Another major piece of the release is NVFP4 precision, which Nvidia says allows the same checkpoint to run across Hopper, Blackwell, and Ampere GPUs. The company says that approach can deliver up to 5 times higher throughput per GPU at the same level of interactivity compared with BF16 on Blackwell hardware.
Nvidia is also emphasizing the training process behind the model. Nemotron 3 Ultra uses a method the company calls Multi-Teacher On-Policy Distillation, or MOPD. Under that approach, the model learns from more than 10 specialized teacher models while generating its own outputs during training. Nvidia says the setup helps improve domain-specific reasoning more efficiently and allows capabilities to be refined over time.
The company says the launch includes new training data and reinforcement learning resources as well. According to Nvidia, Nemotron 3 Ultra builds on a 10 trillion token pre-training base and adds 212 billion new tokens focused on legal, general knowledge, and code data. Nvidia says it is also releasing 10 million new supervised fine-tuning samples, 1 million new reinforcement learning tasks, and 15 new RL environments.

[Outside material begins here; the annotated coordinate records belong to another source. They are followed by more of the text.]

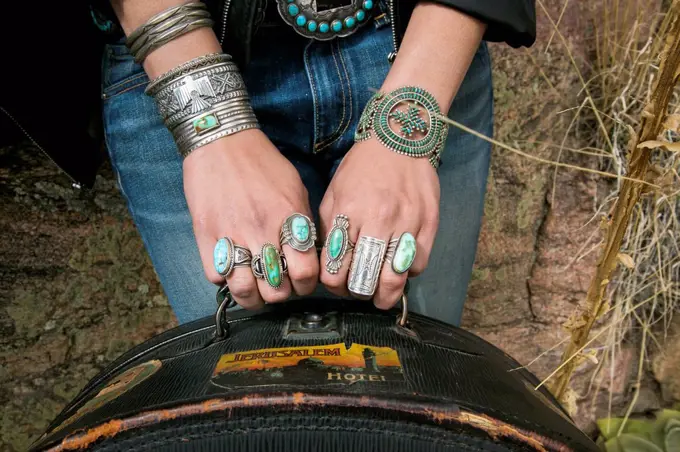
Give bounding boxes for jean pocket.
[102,44,149,99]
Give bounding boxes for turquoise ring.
[385,232,417,275]
[213,237,253,278]
[280,213,316,253]
[324,214,354,275]
[250,243,288,289]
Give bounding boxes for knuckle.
[380,274,406,294]
[373,202,399,223]
[262,289,290,303]
[203,262,224,284]
[321,272,345,289]
[288,263,319,282]
[229,274,257,299]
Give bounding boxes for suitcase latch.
[283,312,342,339]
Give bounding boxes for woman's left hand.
[320,138,440,309]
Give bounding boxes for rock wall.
[0,0,677,451]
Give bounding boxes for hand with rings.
[320,139,439,309]
[184,130,319,309]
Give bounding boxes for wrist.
[144,28,222,80]
[381,2,486,111]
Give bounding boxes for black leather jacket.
[0,0,536,186]
[212,0,536,64]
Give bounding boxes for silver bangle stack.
[125,2,214,63]
[146,54,259,157]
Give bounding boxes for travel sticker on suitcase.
[212,343,404,387]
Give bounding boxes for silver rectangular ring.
[347,236,387,299]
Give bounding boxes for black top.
[0,0,536,186]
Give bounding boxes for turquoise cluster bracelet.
[354,86,448,169]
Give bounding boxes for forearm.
[111,0,222,79]
[382,2,486,112]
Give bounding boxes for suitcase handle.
[215,280,409,339]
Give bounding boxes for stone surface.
[392,232,416,273]
[0,0,679,452]
[652,315,680,404]
[0,146,175,452]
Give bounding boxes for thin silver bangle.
[128,9,210,55]
[125,2,208,48]
[133,19,215,64]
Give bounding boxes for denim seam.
[303,40,319,149]
[104,72,146,95]
[314,41,351,153]
[320,37,354,150]
[104,81,149,100]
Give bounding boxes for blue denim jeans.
[102,13,493,324]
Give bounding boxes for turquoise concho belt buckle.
[276,0,377,41]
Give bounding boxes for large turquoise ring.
[324,214,354,275]
[280,213,316,252]
[250,243,288,289]
[213,237,253,278]
[385,232,417,275]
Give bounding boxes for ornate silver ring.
[280,213,316,253]
[385,232,417,274]
[324,214,354,275]
[347,236,387,298]
[213,237,253,278]
[250,243,288,289]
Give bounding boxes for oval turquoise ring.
[324,214,354,275]
[385,232,417,274]
[280,213,316,252]
[250,243,288,289]
[213,237,253,278]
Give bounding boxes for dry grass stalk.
[551,1,680,400]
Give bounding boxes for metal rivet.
[302,312,323,328]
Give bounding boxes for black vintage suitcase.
[32,299,597,452]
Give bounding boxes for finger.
[248,234,291,303]
[347,204,398,299]
[373,231,418,309]
[194,230,224,284]
[320,213,359,297]
[281,213,319,295]
[227,267,264,309]
[213,235,264,309]
[409,211,439,277]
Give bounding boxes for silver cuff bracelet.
[125,2,214,63]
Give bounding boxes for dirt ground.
[0,1,676,451]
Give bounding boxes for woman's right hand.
[184,129,319,309]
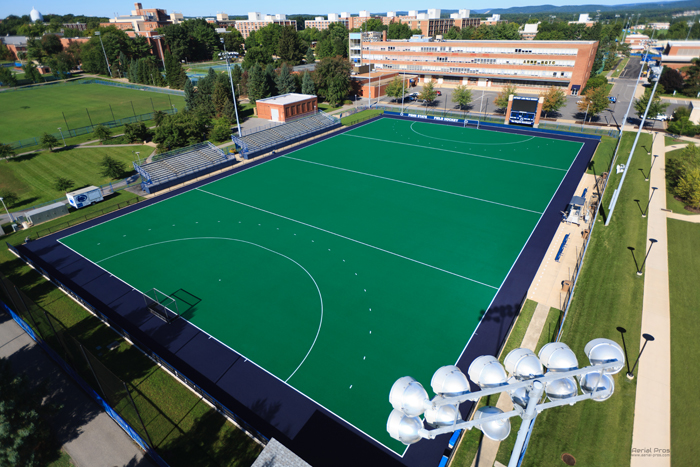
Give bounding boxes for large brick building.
[362,37,598,94]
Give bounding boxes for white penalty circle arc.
[95,237,323,383]
[411,122,535,146]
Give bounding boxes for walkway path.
[630,123,671,467]
[0,313,154,467]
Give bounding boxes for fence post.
[122,381,155,447]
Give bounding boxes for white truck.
[66,186,104,209]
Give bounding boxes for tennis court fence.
[0,249,269,454]
[7,109,177,149]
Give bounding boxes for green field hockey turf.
[62,119,582,454]
[0,84,185,143]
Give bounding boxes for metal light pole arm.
[418,410,522,439]
[423,362,620,410]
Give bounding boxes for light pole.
[0,197,15,222]
[387,339,625,467]
[627,333,654,379]
[220,37,242,138]
[58,126,66,148]
[642,186,658,218]
[637,239,658,276]
[95,31,112,78]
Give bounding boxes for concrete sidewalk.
[0,313,155,467]
[630,124,671,467]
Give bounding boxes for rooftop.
[257,92,316,105]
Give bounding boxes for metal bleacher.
[134,141,232,192]
[240,111,340,154]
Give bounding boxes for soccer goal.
[143,287,180,323]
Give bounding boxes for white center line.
[195,188,498,290]
[339,133,567,172]
[282,156,542,214]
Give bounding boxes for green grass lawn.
[450,300,537,467]
[0,146,146,210]
[668,219,700,467]
[0,199,261,467]
[340,109,384,126]
[612,57,630,78]
[511,133,651,467]
[0,84,185,143]
[587,136,617,176]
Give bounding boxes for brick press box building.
[255,92,318,122]
[361,36,598,95]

Nvidia says the model can be fine-tuned with low-rank adaptation, supervised fine-tuning, or reinforcement learning using its NeMo tools. It also points developers to deployment recipes designed for agentic systems.
The release reflects Nvidia’s continuing push into open models for enterprise AI, with a focus on agent infrastructure rather than chatbot-style interaction. By combining large-scale reasoning with claims of higher throughput and lower task costs, Nvidia is aiming Nemotron 3 Ultra at developers building systems that need to work across many steps, tools, and domains.